Is it me or is marketing getting more fragmented? Seems like, with Google Adwords, WordPress, Twitter, Pinterest, Google+, Facebook, Instagram and YouTube, we all have much more media to cover – and more content to create. So how do we handle it?

The first question you ask is, where does social media fall? Is it advertising, public relations, or is it its own unique venue? The answer is, all of the above. It should be treated as an integral part of your marketing mix. And “what are we doing on social media?” should be a standard question with every marketing strategy.

The second question is, what’s the ROI of social media? Well, that remains to be seen. You probably won’t experience an instant profit from social media, but can you afford not to be there? The answer is probably no.

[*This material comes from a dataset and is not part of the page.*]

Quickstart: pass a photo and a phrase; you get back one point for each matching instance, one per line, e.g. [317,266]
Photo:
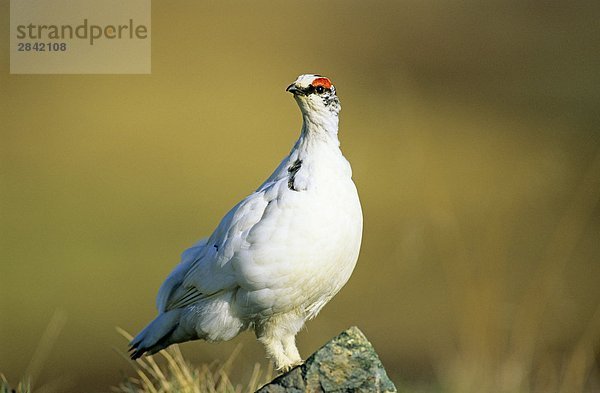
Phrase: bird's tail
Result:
[163,331]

Social media affects your SEO. Cross pollination through social media platforms increases visibility of (and traffic to) your website. So posts on Google+, Facebook, YouTube, Twitter, Instagram and the like can actually increase your web rankings. And that’s worth paying for.

All this fragmentation – Google Adwords, Websites, Social Media – has inspired many businesses to divvy out their marketing budgets to multiple companies rather than one agency of record (AOR). Going with a specialist in each arena seems pretty smart at first, but soon you realize that your marketing is a lot like your health care:

Before you know it, you have four different specialists prescribing medications, each without knowing what the other is doing. And, that, my friend, can get you killed.

Agencies are like your primary physician. We have always served as the hub of the advertising/marketing/pr wheel. We coordinate the strategy, the creative work, the brand standards, and the media plans to make your brand appeal to your consumer. We still do that – we just do it with a lot more pieces in play.

In addition to your advertising, an AOR formulates and manages your brand standards. Because many corporations have multiple departments putting out marketing communications, a single agency of record can make sure all the work is consistent. An AOR filters for correct colors, fonts and logo usage. We even help you keep track of your photography library and model usage rights. We’re your partner in every sense of the word.

Steve Jobs, after returning to Apple and being named CEO, met with his AOR every Wednesday afternoon. That’s how important he considered his marketing. He wanted to be directly involved. (If he’d met with his doctors that often, he might still be with us today).

The message here is, your marketing is the lifeblood of your organization. The more specialists you have working on your account, the more you need an agency of record to help you manage it. So don’t struggle to juggle every fragment by yourself. Trust your AOR. We’ve got your back.